Many financial transactions take place between the member organizations of the National Academies. The NRC serves as the clearinghouse for these transactions. However, it is important to note that only the financial activity and results of the NAS, NAE, NAM, and NRC are included in these financial statements. The financial activity and results of the National Academy of Engineering Fund (NAEF) and The National Academies’ Corporation (TNAC) are audited and reported separately. Financial information for the NAEF is available on request from the NAE Finance Office; information for TNAC is available from the NAS Controller’s Office.
Overall Financial Condition
The main reason for the increase in net assets during 2016 is the increase in market value of the investment portfolio.

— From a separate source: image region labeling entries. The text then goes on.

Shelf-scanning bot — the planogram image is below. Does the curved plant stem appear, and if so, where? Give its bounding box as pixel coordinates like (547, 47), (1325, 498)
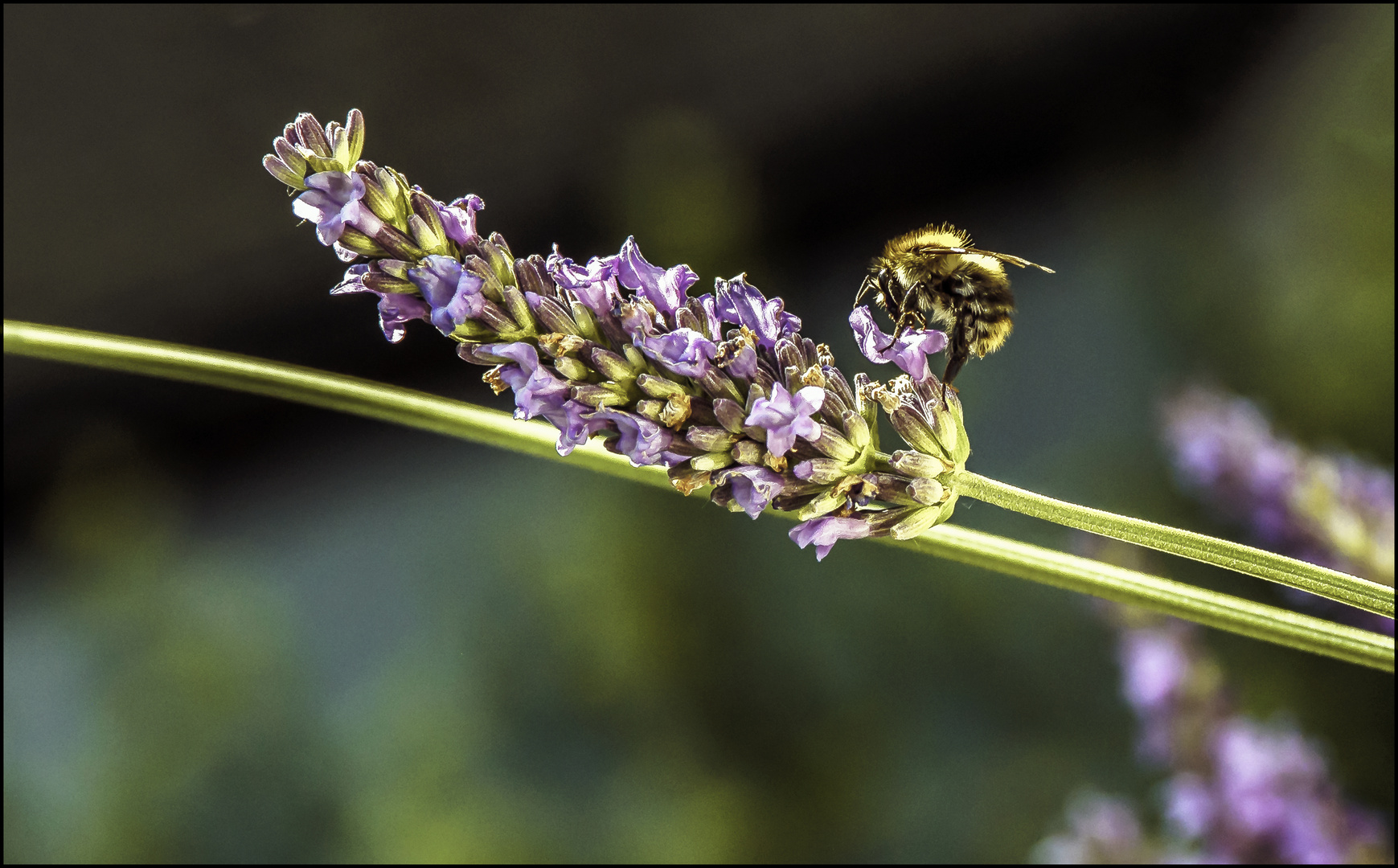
(4, 320), (1394, 673)
(955, 469), (1394, 618)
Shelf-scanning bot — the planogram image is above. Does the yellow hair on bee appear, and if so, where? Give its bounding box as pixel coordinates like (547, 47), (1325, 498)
(855, 223), (1048, 383)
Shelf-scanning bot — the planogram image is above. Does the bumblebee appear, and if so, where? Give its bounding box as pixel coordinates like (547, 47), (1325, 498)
(855, 223), (1052, 386)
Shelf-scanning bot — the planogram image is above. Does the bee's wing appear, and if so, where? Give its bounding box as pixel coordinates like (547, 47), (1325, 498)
(957, 248), (1057, 274)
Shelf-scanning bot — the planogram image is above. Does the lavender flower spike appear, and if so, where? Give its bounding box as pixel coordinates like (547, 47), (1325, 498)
(263, 112), (970, 559)
(747, 383), (825, 456)
(850, 305), (946, 383)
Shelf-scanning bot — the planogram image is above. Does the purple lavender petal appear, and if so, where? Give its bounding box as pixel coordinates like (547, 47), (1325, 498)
(408, 256), (485, 334)
(291, 172), (383, 248)
(545, 244), (621, 316)
(850, 305), (946, 383)
(615, 238), (699, 321)
(787, 516), (870, 560)
(640, 328), (719, 378)
(617, 238), (699, 321)
(584, 407), (678, 467)
(1165, 772), (1218, 838)
(375, 292), (429, 344)
(744, 383), (825, 456)
(715, 274), (801, 350)
(1121, 630), (1190, 714)
(437, 195), (485, 244)
(717, 465), (788, 517)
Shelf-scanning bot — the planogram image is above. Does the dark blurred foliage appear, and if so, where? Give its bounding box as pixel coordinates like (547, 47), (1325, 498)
(4, 6), (1394, 861)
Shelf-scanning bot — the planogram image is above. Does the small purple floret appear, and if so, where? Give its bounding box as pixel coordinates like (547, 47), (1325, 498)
(547, 244), (621, 316)
(291, 172), (383, 248)
(850, 305), (946, 383)
(638, 329), (719, 378)
(330, 265), (432, 344)
(719, 465), (788, 517)
(715, 274), (801, 350)
(787, 516), (870, 560)
(408, 256), (485, 334)
(744, 383), (825, 456)
(587, 407), (675, 467)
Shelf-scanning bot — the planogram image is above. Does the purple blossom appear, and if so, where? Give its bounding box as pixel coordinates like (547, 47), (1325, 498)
(715, 464), (788, 517)
(1121, 629), (1190, 714)
(330, 265), (431, 344)
(744, 383), (825, 456)
(437, 195), (485, 244)
(713, 274), (801, 351)
(474, 341), (604, 456)
(638, 329), (719, 378)
(586, 407), (678, 467)
(615, 238), (699, 321)
(291, 172), (383, 248)
(850, 305), (946, 383)
(408, 256), (485, 334)
(793, 514), (870, 560)
(547, 244), (621, 316)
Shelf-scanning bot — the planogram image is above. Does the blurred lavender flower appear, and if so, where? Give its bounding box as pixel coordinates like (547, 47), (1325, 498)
(263, 110), (970, 559)
(1035, 605), (1392, 864)
(1163, 386), (1394, 635)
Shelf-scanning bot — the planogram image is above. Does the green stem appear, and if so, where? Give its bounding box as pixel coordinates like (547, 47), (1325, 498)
(952, 469), (1394, 618)
(4, 320), (1394, 673)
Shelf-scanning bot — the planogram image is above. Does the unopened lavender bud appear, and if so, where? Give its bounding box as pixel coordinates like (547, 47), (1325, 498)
(844, 411), (874, 452)
(568, 302), (601, 341)
(689, 452), (732, 471)
(791, 458), (850, 485)
(889, 501), (952, 539)
(572, 383), (629, 407)
(592, 346), (634, 383)
(853, 372), (878, 428)
(888, 405), (945, 457)
(859, 473), (920, 506)
(660, 391), (691, 431)
(263, 154), (306, 190)
(273, 136), (306, 175)
(640, 371), (685, 399)
(888, 448), (952, 480)
(554, 355), (592, 380)
(408, 214), (447, 256)
(908, 477), (946, 506)
(810, 424), (859, 461)
(346, 109), (363, 166)
(774, 338), (806, 371)
(730, 440), (768, 464)
(363, 178), (403, 223)
(501, 287), (539, 331)
(295, 112), (335, 158)
(369, 223), (428, 260)
(531, 297), (581, 340)
(713, 399), (748, 433)
(685, 425), (738, 452)
(699, 367), (742, 401)
(795, 486), (847, 522)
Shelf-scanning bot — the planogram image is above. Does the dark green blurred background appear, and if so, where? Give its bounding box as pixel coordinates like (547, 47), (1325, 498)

Net assets, or assets minus liabilities, can be a measurement of a not-for-profit organization’s ability to reinvest net income toward its mission while also maintaining reserves and helping protect against inflation. The NAS 2016 results of operations are further described in the financial statements starting on page 53.
I would like to thank the members of the Council, the Committee on Budget and Internal Affairs, the Finance Committee, and the NRC leadership for their continued support. Also, special thanks are extended to the Office of the Chief Financial Officer, led by Mary “Didi” Salmon, our CFO, for help in managing the Endowment and Trust Pool, providing steady oversight of the Academy’s various budgets, and paying careful attention to the Academy’s financial systems, records and reports.